Chapitre 3 : Le chevalier blanc


Contemplant l'orgueilleuse cité de Mycènes, Denby avait les yeux perdus dans le vague. Ils avaient vaincu ; évidemment ils n'avaient éprouvé aucune difficulté pour ce faire. N'importe lequel des Marinas était capable de faire face à une centaine d'humains, et encore les Généraux des Mers n'étaient pas intervenus. Ils s'étaient contentés de regarder les velléités de leurs adversaires se briser les unes après les autres. Il ne restait plus que la cité de Mycènes à leur barrer la route. Une fois la Grèce conquise, une fois les grands conquérants grecs à leur merci, le reste du monde se soumettrait. Pourtant Mycènes et son roi - comment s'appelait-il déjà ? - ne semblaient pas aussi stupides que leurs compatriotes. Au lieu de se précipiter sur leurs ennemis, comme les autres l'avaient fait, ils ne semblaient pas presser d'engager le combat. Au loin, à plus de 300 mètres, Denby aperçut le roi de la cité. Ce dernier faisait le tour des forteresses qui protégeait la ville et semblait pouvoir la protéger jusqu'à la fin des temps. Denby sourit ; il se pourrait bien que ce moment soit arrivé ! En effet, aussi puissante fut cette muraille, elle n'était rien face à la puissance incalculable des Généraux. Il suffirait sans doute d'un seul coup de l'un d'entre eux pour la pulvériser.

- Qu'attendons-nous pour attaquer, Denby ?

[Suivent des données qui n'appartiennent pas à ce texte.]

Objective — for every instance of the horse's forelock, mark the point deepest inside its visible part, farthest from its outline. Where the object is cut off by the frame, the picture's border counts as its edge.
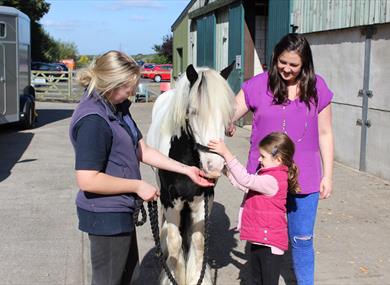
(209, 95)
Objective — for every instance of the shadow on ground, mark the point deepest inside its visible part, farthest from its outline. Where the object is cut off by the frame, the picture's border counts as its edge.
(12, 144)
(14, 141)
(222, 243)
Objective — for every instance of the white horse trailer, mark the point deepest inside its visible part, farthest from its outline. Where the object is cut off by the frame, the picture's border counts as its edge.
(17, 96)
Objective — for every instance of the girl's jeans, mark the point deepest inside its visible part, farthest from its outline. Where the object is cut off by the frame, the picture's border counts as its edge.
(301, 212)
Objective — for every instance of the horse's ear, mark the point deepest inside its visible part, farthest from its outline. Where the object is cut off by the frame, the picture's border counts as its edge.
(226, 72)
(192, 75)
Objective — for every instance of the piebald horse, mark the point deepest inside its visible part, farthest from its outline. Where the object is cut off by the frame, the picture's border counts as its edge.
(183, 121)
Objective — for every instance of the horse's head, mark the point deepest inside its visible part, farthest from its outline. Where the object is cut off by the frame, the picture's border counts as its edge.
(209, 109)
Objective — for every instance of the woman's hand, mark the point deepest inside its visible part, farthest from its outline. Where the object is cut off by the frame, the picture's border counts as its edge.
(325, 187)
(147, 192)
(197, 176)
(218, 146)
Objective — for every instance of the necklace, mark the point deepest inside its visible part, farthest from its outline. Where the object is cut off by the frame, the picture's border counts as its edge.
(284, 124)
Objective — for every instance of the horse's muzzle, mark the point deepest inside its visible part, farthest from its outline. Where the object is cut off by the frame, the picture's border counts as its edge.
(213, 174)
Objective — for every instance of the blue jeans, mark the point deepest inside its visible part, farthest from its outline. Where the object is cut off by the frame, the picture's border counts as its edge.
(301, 213)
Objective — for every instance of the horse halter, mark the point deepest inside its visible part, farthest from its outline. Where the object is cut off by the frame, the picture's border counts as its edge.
(198, 146)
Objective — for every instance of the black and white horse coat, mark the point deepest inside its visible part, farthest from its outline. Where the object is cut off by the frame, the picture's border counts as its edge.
(197, 110)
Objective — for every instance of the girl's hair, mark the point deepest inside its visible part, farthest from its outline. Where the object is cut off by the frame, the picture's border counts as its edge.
(307, 79)
(278, 144)
(108, 72)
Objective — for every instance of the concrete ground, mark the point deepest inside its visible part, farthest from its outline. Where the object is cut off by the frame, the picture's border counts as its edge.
(41, 243)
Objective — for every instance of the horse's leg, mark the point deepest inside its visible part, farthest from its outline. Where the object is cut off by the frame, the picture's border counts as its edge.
(196, 248)
(173, 243)
(163, 234)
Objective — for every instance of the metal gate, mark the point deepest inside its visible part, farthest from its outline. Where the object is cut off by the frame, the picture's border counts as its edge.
(55, 85)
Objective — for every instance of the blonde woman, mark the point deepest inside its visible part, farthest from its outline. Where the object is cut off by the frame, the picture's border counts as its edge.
(108, 148)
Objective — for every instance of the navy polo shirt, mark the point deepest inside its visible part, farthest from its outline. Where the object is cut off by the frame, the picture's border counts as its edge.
(93, 144)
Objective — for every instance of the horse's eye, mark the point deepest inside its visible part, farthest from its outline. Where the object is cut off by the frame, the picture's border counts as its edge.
(193, 112)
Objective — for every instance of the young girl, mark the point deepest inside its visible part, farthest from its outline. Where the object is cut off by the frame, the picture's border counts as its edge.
(262, 220)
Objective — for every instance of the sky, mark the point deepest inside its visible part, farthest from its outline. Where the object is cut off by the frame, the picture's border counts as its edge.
(96, 26)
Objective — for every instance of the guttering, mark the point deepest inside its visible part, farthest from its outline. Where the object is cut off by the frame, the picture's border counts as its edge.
(210, 7)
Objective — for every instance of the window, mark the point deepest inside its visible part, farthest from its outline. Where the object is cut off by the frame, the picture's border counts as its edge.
(2, 30)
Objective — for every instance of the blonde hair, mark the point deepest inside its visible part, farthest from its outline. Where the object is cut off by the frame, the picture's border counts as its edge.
(279, 144)
(109, 71)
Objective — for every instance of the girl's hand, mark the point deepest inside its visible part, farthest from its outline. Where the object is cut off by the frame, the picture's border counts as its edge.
(325, 187)
(230, 130)
(197, 176)
(218, 146)
(147, 192)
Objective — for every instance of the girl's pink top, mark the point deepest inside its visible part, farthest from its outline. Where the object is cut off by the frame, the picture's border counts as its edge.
(264, 184)
(268, 117)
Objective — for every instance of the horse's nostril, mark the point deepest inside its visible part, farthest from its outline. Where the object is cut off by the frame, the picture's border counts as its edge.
(213, 174)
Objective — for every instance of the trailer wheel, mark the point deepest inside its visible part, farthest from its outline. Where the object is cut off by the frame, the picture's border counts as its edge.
(29, 116)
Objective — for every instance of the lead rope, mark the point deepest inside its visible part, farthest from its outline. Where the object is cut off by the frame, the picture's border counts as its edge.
(139, 208)
(153, 216)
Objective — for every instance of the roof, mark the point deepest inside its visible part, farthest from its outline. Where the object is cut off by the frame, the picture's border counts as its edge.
(182, 15)
(5, 10)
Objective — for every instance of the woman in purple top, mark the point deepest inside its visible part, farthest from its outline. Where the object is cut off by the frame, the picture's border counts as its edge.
(291, 98)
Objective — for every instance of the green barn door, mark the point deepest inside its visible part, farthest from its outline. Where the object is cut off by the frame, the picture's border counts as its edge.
(206, 41)
(236, 45)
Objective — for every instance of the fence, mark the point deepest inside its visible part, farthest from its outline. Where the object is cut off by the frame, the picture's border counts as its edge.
(55, 85)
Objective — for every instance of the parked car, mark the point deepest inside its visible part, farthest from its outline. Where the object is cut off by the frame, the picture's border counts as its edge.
(44, 66)
(146, 69)
(160, 72)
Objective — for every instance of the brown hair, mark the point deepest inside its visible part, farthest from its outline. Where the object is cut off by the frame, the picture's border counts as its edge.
(278, 144)
(307, 78)
(109, 71)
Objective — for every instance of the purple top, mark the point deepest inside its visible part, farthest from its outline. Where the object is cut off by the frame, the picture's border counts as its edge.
(268, 118)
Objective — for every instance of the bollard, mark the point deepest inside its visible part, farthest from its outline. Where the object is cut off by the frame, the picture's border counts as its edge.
(165, 86)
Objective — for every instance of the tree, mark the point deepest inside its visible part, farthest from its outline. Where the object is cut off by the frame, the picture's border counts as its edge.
(164, 51)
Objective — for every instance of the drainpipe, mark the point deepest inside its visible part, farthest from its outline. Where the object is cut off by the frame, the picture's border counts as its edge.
(368, 31)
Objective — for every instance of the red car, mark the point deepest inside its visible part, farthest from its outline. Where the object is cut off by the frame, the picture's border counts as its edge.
(160, 72)
(146, 69)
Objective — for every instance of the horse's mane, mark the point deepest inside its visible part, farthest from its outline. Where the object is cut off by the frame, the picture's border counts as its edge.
(209, 93)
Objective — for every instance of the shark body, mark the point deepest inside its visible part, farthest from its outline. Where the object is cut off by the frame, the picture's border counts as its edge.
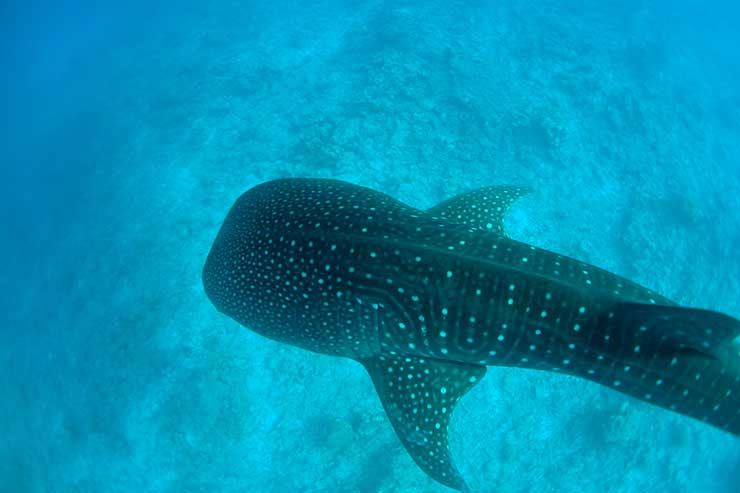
(426, 300)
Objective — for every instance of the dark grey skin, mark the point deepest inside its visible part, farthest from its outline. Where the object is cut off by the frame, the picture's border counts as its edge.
(425, 300)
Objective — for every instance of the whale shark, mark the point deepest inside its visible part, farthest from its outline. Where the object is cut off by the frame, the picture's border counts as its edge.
(426, 300)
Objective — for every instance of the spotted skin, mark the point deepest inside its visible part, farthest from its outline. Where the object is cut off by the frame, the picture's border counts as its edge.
(425, 300)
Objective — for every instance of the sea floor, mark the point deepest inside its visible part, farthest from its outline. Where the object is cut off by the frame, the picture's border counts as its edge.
(119, 375)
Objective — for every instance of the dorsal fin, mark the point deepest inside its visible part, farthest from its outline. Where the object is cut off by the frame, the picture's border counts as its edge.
(483, 208)
(418, 395)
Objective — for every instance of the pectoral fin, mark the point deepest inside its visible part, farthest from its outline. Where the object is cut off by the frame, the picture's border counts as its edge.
(418, 395)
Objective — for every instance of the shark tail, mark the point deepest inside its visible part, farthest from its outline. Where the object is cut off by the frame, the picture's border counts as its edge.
(683, 359)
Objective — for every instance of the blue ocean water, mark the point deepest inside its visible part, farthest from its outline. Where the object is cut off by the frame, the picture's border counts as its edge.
(127, 130)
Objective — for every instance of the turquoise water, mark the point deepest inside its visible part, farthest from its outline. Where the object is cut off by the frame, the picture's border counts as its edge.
(127, 132)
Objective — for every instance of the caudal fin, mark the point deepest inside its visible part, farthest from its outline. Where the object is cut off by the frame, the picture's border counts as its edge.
(683, 359)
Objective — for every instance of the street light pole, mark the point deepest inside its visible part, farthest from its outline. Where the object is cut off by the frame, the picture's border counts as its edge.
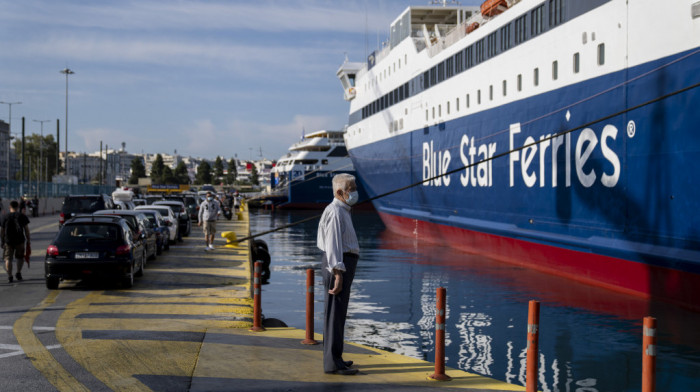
(9, 132)
(66, 72)
(41, 149)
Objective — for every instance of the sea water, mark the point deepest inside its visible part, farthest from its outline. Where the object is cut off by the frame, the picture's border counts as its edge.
(590, 338)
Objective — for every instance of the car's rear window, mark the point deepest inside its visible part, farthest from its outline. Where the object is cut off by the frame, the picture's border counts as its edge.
(83, 204)
(86, 233)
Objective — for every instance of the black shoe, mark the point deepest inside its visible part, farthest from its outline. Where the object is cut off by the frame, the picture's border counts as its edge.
(345, 372)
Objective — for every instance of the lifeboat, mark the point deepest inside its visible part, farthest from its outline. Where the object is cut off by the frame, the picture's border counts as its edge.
(492, 8)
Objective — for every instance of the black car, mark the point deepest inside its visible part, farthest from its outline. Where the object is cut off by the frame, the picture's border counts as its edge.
(180, 211)
(83, 204)
(141, 226)
(161, 228)
(94, 247)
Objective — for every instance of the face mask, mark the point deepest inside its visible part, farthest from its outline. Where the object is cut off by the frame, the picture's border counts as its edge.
(352, 198)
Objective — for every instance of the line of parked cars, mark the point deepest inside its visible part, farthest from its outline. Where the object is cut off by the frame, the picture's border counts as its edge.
(99, 238)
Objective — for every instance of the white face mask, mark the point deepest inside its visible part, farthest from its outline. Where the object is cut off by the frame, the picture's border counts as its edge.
(352, 198)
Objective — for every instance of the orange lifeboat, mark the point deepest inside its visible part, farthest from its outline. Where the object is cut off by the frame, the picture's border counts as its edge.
(492, 8)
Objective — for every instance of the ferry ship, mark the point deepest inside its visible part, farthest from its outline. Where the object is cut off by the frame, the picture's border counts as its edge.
(302, 178)
(560, 135)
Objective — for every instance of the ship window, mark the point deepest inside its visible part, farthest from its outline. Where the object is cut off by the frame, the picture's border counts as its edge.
(459, 66)
(505, 38)
(339, 151)
(520, 29)
(556, 12)
(491, 44)
(479, 48)
(537, 21)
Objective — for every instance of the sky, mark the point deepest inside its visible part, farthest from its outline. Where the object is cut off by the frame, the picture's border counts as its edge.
(203, 78)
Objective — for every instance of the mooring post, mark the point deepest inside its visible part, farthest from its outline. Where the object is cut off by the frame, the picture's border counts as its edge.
(533, 333)
(439, 374)
(309, 308)
(257, 291)
(649, 355)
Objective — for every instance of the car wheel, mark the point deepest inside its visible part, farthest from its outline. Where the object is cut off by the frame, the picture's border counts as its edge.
(128, 281)
(52, 283)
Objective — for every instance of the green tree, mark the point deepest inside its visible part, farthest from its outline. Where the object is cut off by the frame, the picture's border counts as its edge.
(232, 172)
(137, 170)
(168, 177)
(181, 174)
(157, 170)
(218, 169)
(254, 175)
(203, 173)
(35, 148)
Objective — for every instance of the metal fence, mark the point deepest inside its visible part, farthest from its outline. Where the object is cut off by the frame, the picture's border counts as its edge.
(14, 189)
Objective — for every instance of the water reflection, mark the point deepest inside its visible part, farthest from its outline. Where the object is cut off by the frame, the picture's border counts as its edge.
(590, 338)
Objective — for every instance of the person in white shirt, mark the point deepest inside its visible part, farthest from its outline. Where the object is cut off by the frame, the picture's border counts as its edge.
(337, 239)
(208, 212)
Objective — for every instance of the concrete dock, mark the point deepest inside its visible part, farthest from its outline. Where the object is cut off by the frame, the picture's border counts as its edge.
(185, 325)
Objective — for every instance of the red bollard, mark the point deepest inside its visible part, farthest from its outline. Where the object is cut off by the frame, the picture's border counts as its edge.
(309, 308)
(649, 355)
(439, 374)
(533, 338)
(257, 312)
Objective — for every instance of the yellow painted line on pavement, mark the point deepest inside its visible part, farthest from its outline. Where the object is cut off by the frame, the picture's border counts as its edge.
(40, 356)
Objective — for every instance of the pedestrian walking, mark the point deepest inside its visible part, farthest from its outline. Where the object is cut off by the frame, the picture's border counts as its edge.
(209, 210)
(14, 231)
(338, 241)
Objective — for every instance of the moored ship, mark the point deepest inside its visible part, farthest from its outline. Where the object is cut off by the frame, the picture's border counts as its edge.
(301, 179)
(557, 134)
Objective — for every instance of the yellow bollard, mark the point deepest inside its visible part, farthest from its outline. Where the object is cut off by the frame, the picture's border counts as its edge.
(231, 240)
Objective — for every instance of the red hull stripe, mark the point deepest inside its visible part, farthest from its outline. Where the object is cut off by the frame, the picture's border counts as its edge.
(612, 273)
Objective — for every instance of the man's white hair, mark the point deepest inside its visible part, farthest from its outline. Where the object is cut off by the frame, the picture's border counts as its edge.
(341, 181)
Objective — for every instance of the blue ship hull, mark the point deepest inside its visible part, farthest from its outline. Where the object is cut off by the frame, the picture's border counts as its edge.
(612, 203)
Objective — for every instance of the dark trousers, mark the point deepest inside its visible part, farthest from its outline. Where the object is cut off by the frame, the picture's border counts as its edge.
(336, 310)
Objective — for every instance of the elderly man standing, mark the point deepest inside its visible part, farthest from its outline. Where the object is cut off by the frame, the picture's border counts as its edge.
(337, 239)
(208, 212)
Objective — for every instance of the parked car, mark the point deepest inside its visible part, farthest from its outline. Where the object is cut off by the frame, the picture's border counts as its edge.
(161, 228)
(83, 204)
(140, 225)
(182, 217)
(91, 247)
(168, 216)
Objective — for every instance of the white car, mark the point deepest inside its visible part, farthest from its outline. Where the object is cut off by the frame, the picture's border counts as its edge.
(168, 216)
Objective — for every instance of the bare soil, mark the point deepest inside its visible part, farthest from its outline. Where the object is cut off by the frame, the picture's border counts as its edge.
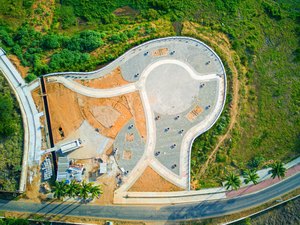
(110, 80)
(69, 109)
(38, 99)
(151, 181)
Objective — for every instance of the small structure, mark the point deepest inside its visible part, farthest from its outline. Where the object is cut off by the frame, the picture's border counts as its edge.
(62, 167)
(67, 172)
(70, 146)
(103, 168)
(47, 169)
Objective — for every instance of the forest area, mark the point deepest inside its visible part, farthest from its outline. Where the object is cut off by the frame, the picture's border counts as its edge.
(264, 35)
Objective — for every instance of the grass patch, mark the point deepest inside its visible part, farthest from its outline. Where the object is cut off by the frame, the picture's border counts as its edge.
(11, 144)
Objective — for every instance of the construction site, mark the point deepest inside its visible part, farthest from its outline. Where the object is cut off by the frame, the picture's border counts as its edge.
(129, 126)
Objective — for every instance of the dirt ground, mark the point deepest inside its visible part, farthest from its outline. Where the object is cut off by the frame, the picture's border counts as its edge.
(151, 181)
(68, 110)
(38, 100)
(33, 187)
(111, 80)
(22, 69)
(159, 52)
(108, 184)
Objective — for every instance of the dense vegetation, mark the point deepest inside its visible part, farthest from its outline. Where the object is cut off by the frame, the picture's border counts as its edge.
(11, 138)
(264, 35)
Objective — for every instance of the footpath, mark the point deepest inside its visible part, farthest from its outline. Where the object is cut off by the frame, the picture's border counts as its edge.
(264, 180)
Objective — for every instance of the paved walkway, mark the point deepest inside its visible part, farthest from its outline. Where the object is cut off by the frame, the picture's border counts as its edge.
(93, 92)
(30, 115)
(148, 158)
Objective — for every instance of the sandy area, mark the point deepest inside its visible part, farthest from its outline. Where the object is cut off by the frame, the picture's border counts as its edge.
(33, 187)
(136, 108)
(22, 69)
(108, 184)
(64, 110)
(111, 80)
(38, 99)
(194, 113)
(150, 181)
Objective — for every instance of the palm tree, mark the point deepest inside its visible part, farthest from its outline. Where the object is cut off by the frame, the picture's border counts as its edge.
(250, 175)
(232, 181)
(73, 189)
(85, 190)
(59, 189)
(96, 191)
(278, 170)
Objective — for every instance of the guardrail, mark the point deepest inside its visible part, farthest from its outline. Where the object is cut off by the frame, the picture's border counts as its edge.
(261, 211)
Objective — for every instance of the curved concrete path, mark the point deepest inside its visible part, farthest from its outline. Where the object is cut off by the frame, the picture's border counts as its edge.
(182, 179)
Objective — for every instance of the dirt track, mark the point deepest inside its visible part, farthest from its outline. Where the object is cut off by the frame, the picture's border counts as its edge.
(68, 110)
(111, 80)
(150, 181)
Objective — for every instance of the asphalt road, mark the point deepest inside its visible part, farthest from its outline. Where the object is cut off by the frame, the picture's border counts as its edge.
(175, 212)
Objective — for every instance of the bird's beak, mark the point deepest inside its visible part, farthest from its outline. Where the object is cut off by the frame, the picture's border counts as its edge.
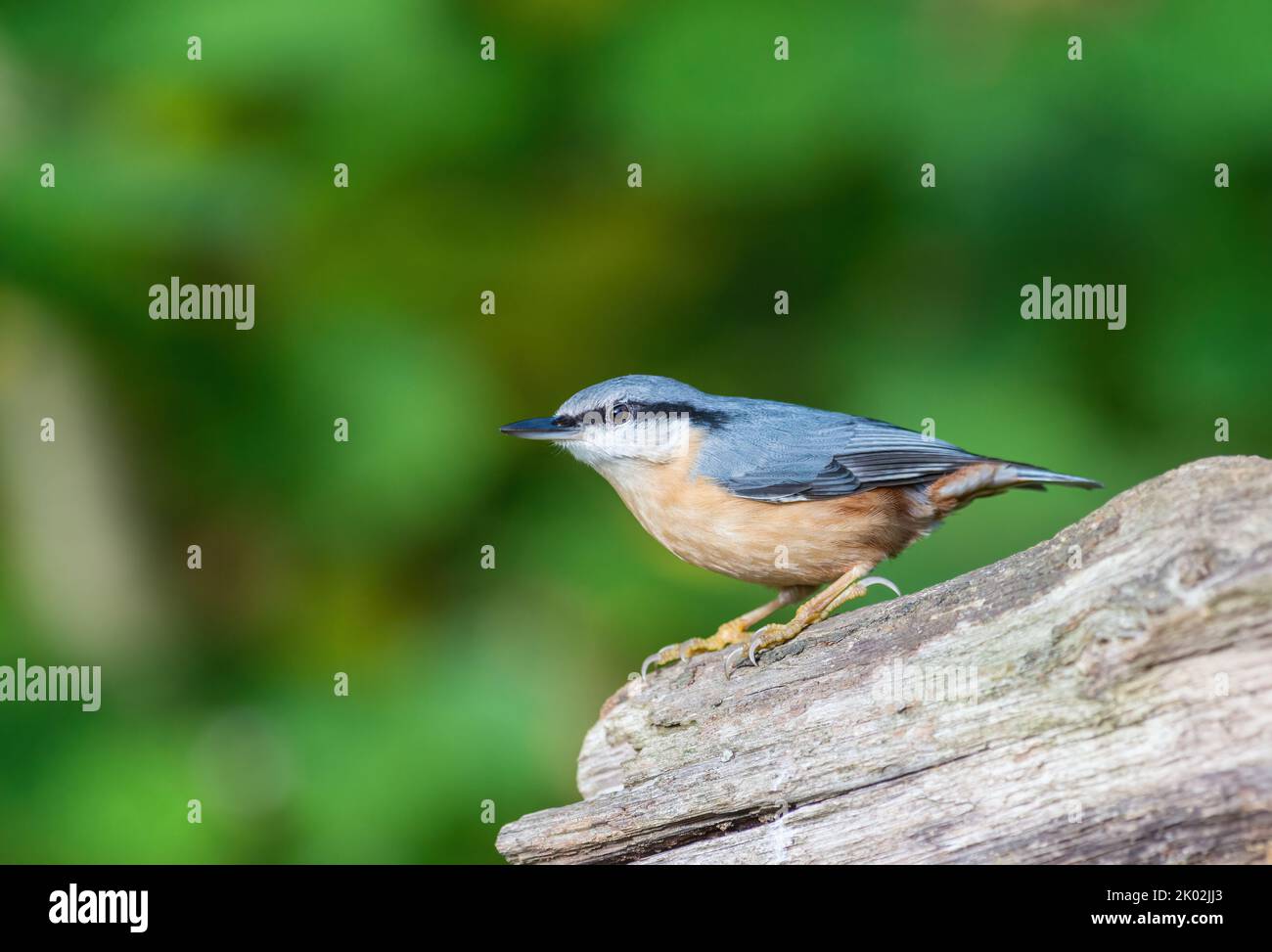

L'interpellé se retourna. Devant lui se tenait Heldo, Général des Lyumnades. Il était sans nul doute possible le plus bizarre des serviteurs du Dieu des Océans. Il n'était pas très grand, affublé d'un nez et d'un menton d'une longueur incroyable. C'était à peine si l'on distinguait ses lèvres. Il avait également un regard fuyant et évitait toujours de regarder son interlocuteur dans les yeux. La première fois que Denby l'avait vu, il avait douté de la capacité d'Heldo à devenir un Général. Selon le fils de l'Empereur, il était tout juste bon à mener les troupes des Marinas. Force était de reconnaître qu'il s'était trompé. Heldo avait acquis une puissance redoutable et possédait une technique terrible, basée sur le principe d'une illusion. Il prenait l'apparence de la personne la plus chère au cœur de son adversaire et, sous cette apparence, le tuait. Rien que d'y penser, Denby avait des frissons qui lui parcouraient le corps.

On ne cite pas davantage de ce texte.